In theory, all of that makes great sense. If someone is gaining tons of views and likes, then by common logic their account contains content that is relevant and should be highlighted for everyone to see.
In fact, this is how the market of social media as a form of income has surged in recent years. In 2017 it was reported that accounts with 100,000 followers were able to make up to $5,000 per sponsored post. Further, some influencers even noted banking between $20,000 and $150,000 per campaign, which includes multiple sponsored posts, discount codes and story posts.
Well, here’s where things get a little murky. Obviously, not all of Instagram’s users are touting millions of followers, but the algorithm affects everyone based on this logic anyway. So, when you mix popular accounts and smaller ones, both of which a typical user might be following, your feed can become oversaturated with pictures and videos from big-name accounts.
How It Works
Think of it as a tryout for your post to be shown to more than only a fraction of your followers. Under the algorithm, when you post a photo or a video, Instagram will only show that post to about 10 percent of your followers.
If that doesn’t already seem like a slight, the app will then measure the post’s productivity. Next, it compares how well that post performed under it’s “test run” to that of your other photos and videos.
Depending on how much engagement your post saw, it will either be deemed “relevant content” and released to an increased number of your followers, or it will be pushed down your feed for a smaller number of your followers to see if it doesn’t size up. This method is being used every time you post, and your posts are being filtered away for your audience accordingly.
As of Sept. 2017, Instagram has clocked over 800 million users worldwide. At our fingertips is the ability to connect with tons of people in our local networks and beyond by the tap of a screen, making it the ideal way to elicit effective branding for small businesses, artists, nonprofits, start-ups and more.
While the new algorithm may seem like a clever gatekeeper for users to see only the content that matters to them, for many small business owners and independent artists who use social media to drive traffic for their endeavors, the algorithm is instrumentally damaging their visibility.
Understandably, Instagram’s antics have become a source of frustration for users who feel as though their reach on the platform has been handicapped. Here’s what a couple of users have said via Twitter:
this new instagram algorithm is garbage and it’s just going to hurt small artists like myself, i went from getting 600-1000 likes to getting a hefty 300 👍🏻 god i miss chronological timelines.

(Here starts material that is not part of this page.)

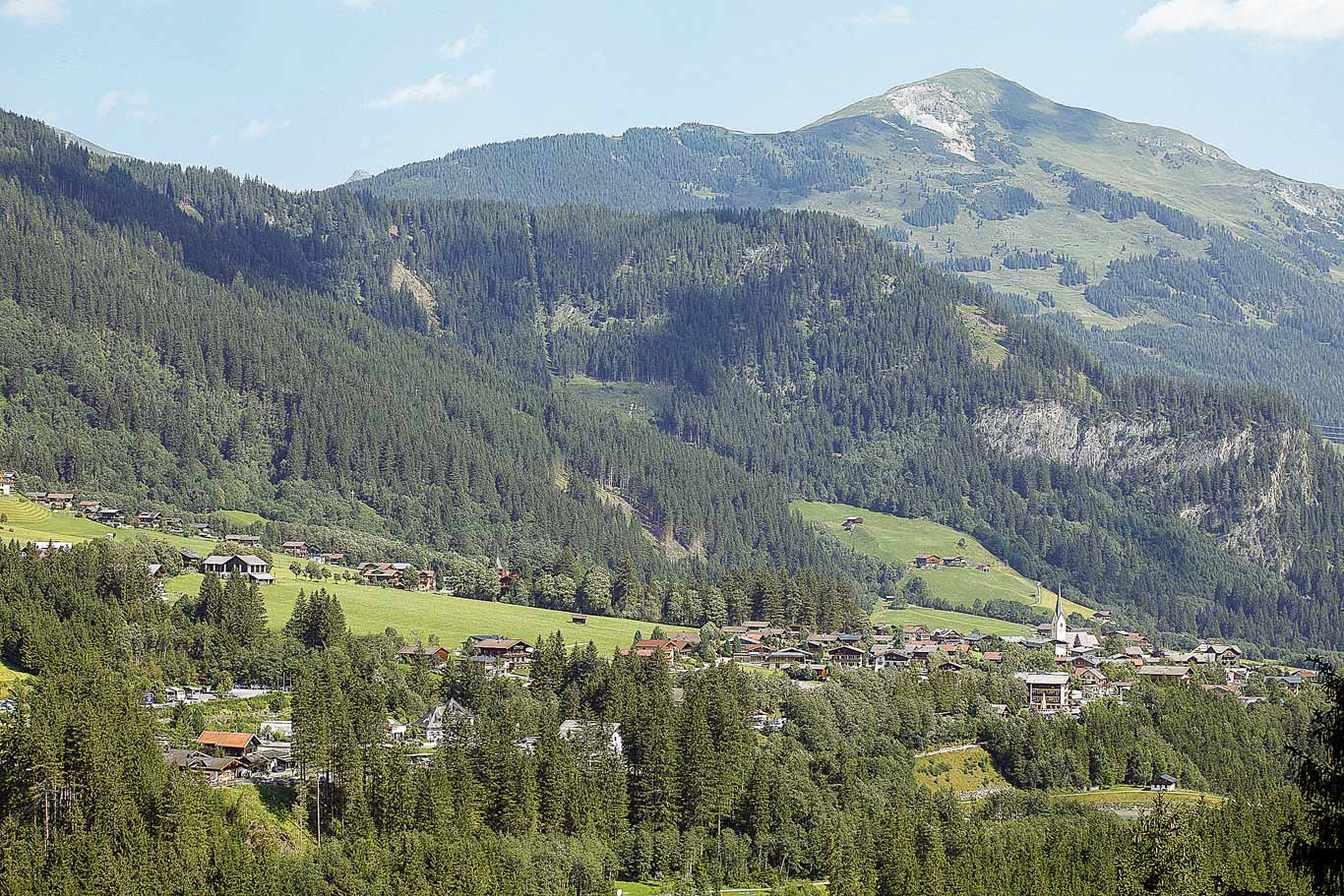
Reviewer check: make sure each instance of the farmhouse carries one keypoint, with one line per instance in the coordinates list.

— Jake Johnston (@Jake_Johnstonn) February 2, 2018
I literally can’t even begin to explain how frustrating instagram’s new algorithm is as a young artist that depends 100% on social media interaction. It’s all I’ve got and they’re fucking me over big time
— lady stardust ⭐️ (@nialloxyloto) February 2, 2018
Typically, social media users have grown accustomed to timeline algorithms. This kind of programming on platforms lists posts in reverse chronological order so that users can engage in real-time updates. Twitter has even grown to seamlessly incorporate the most popular content into the timeline scheme, offering live updates while also displaying content from while the user was away.
Still, amidst all of the frustration, it didn’t take long for users to begin finding ways to finesse their way around the social platform’s tricky new gimmick. One of these solutions is to join what users are now calling an “Instagram pod.”
The idea is to join a community of users, usually within similar interest networks, and to aggregate likes for each other by letting everyone know when you have posted on Instagram, allowing you to bypass the algorithm. Users in pods will give each other boosts in engagement, which leads Instagram to deem everyone in the pod’s content relevant, allowing for further engagement outside of the group.
Another more simple way to increase your engagement on Instagram is to post during your feed’s most active hours. It goes without saying that you will get the most engagement out of your followers when you post at times that Instagram activity is significant. A post at five in the morning, for example, won’t do nearly as well as one at five in the evening.
Recently, a report released by Sprout, a social media management company, illustrated that the best times to post on Instagram are Mondays through Thursdays at two in the morning and five in the evening. Being cognizant of when you’re posting so that people will interact with your posts will help avoid being gridlocked by Instagram’s algorithm.
While there doesn’t seem to be any changes to Instagram’s algorithm coming soon, the platform has rolled out a new update that allows users to jazz up their Insta stories even more. With the use of gifs and new options for typeface, such as Modern, Neon and Typewriter, sometimes a story post can be just as engaging for your followers as a profile post.